ANNOUNCER: A major concern of many of those living with cancer is how to prevent their disease from spreading and causing further complications, particularly to their bones.
ROGER WALTZMAN, MD: Bone complications from cancer are varied. It usually implies that the cancer has spread to a bone and those complications can be pain, for sure or they can be fractures of the bone, and certainly that leads to pain, as well.
BOB SMITH, MD: In the instance of bone metastases, I think the three diseases that I think most about from that standpoint are patients with multiple myeloma, patients with advanced breast cancer and patients with prostate cancer.
ANNOUNCER: When patients first begin cancer treatment, one goal is to try and stop the spread of the disease to other parts of the body.

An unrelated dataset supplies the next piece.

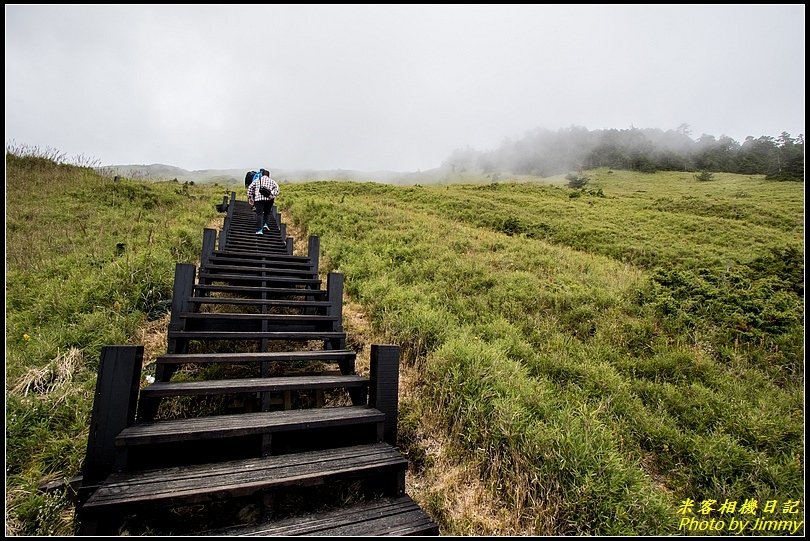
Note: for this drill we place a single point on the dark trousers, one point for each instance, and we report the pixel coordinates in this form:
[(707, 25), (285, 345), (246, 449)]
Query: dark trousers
[(264, 213)]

ROGER WALTZMAN, MD: Surgery, chemotherapy, radiation therapy, hormonal therapy, all these are used with curative intent for patients when they first present with a cancer to try to prevent it from recurring in any other part of the body.
ANNOUNCER: But some cancer treatments can actually contribute to bone loss.
HOPE RUGO, MD: When you have cancer and you get treated for that cancer, some of the medications can either hasten bone loss because of their own damage. So that kind of quick loss of bone means that you're at higher risk for osteoporosis, thinning of the bone, and for bone fractures, which can cause a lot of problems.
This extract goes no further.